The Mariners had beaten Sydney FC the week before and had belted out a rousing rendition of Darryl Braithwaite’s Horses after the win.
So I was expecting a few sideways glances as I traversed the streets with my friend, a revved, hostile home crowd and multiple sledges from the stands.
How wrong I was.
Please don’t get me wrong, it’s always great to get to an away match.
You form a bond with the other fans of your club that have travelled to the game, you knock back a few extra beverages and eat at a nice restaurant (if you’re visiting Gosford, try the Asian restaurant in the Leagues Club).
As I sat at the abovementioned Leagues Club located directly across from Central Coast Stadium, a local came up to me and asked me why my friend and I were in town.
Barely 5000 turned up that night to watch the game.
We were treated to the amazing sight of the Mariners’ brass band walking from one grandstand to the other playing their jolly tunes, but inexplicably stopping when they walked past the supporters’ group.
I inquired with a United fan who lived in Gosford and who attended Mariners home games about why this had happened.
“They’ve had had a falling out,” he said.
“Someone from the supporters’ group poured a beer into the tuba.”
I’m not making this stuff up.
After the game, perfect strangers came up to us in the street.
I braced myself for a torrent of abuse: Adelaide’s Ryan Kitto had scored a 93rd-minute winner no more than 30 minutes earlier.
Surely their blood was boiling.
“Congratulations, you deserved it,” they said with a smile.
“We always lose.”
Was I in the twilight zone?
And so, I concluded, very few people in Gosford cared about the Central Coast Mariners and those who did, accepted they weren’t any good.
This was in November 2017 and things haven’t gone better since: multiple coaching changes, the failed Usain Bolt experiment and two wooden spoons.

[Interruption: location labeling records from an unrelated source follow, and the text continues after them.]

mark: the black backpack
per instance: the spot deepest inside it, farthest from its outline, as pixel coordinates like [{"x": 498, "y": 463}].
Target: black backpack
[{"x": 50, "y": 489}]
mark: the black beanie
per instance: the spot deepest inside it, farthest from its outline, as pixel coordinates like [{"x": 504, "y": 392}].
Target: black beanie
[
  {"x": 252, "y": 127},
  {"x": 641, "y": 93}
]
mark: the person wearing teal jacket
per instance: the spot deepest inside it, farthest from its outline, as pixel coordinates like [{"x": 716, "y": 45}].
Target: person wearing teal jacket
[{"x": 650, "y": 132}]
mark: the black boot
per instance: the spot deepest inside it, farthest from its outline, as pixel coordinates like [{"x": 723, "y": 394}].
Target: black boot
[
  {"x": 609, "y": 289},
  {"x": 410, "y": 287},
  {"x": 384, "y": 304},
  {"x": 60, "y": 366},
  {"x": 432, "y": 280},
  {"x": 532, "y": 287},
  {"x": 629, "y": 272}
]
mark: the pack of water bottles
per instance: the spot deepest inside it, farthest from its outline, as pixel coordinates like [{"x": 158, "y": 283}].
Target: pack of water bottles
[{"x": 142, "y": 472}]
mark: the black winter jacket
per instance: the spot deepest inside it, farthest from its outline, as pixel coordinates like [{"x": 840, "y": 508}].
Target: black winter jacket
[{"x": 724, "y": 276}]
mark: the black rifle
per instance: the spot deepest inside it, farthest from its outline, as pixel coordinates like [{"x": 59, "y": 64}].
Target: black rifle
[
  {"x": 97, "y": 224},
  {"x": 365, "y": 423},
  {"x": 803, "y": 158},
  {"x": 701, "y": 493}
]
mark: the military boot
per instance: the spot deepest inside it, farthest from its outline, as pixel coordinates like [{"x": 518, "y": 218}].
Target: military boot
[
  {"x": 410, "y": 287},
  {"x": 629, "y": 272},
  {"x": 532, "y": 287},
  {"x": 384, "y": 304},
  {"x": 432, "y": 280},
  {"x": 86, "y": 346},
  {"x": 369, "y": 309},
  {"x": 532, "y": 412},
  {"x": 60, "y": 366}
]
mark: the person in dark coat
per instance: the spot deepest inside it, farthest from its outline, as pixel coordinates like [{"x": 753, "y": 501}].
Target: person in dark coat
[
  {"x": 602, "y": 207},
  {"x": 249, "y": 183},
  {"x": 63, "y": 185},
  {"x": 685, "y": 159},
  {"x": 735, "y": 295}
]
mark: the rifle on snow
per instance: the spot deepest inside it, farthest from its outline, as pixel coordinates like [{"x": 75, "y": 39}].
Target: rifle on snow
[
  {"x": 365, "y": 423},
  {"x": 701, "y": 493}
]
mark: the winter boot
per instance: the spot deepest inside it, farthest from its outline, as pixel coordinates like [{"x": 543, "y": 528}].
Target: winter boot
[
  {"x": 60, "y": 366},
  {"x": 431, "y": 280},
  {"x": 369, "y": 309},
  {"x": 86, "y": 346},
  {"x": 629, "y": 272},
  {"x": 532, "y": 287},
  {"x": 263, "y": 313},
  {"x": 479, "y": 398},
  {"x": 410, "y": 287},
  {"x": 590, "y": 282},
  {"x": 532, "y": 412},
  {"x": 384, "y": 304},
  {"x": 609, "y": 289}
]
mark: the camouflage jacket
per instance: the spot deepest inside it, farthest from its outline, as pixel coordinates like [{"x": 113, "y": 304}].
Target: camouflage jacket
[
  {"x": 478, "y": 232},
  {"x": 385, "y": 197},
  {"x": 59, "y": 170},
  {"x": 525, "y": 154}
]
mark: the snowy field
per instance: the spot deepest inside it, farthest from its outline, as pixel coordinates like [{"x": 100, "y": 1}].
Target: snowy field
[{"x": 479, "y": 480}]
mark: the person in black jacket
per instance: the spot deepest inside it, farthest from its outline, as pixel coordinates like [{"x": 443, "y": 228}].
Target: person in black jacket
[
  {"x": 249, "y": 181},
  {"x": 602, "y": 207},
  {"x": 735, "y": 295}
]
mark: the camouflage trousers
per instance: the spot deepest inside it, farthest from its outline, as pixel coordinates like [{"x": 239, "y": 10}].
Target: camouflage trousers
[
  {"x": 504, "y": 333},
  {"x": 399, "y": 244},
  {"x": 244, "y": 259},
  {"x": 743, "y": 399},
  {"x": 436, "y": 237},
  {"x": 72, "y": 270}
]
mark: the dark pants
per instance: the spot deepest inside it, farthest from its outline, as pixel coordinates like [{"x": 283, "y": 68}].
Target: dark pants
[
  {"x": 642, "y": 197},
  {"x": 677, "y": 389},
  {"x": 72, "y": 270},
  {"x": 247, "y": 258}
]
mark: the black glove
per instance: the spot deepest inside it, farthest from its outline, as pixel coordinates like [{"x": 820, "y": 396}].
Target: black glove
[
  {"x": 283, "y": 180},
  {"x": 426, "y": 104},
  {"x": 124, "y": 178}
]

Tonight’s game is a big deal for United.
It will be a chance for manager Gertjan Verbeek to firmly establish himself as a crowd favourite and get his charges into a third consecutive FFA Cup Final.
For the record, I think Adelaide will be far too strong and will play Melbourne City – who comfortably won their semi-final last night – in the final.
I will be devastated if we don’t win, like many of you will.
But tonight’s game is of colossal significance for the Mariners.
Should Central Coast win, it could be the push the team needs to re-capture the imagination of the locals.
More importantly, they will probably regain some respect from fans and commentators of the A-League, who see them as the league’s basket case.
And should the final be played in Gosford, it will provide a chance for the FFA and the administration of the beleaguered Mariners to try something: swing open the gates.
Yep, you read that right. Don’t charge an admission fee.
This will almost certainly ensure a full house and it might just be enough to get a few more season tickets out the door.
An FFA Cup final might just be the best thing to happen to the Mariners in a very, very long time.
Spiro Karanikos-Mimis is InDaily’s soccer columnist.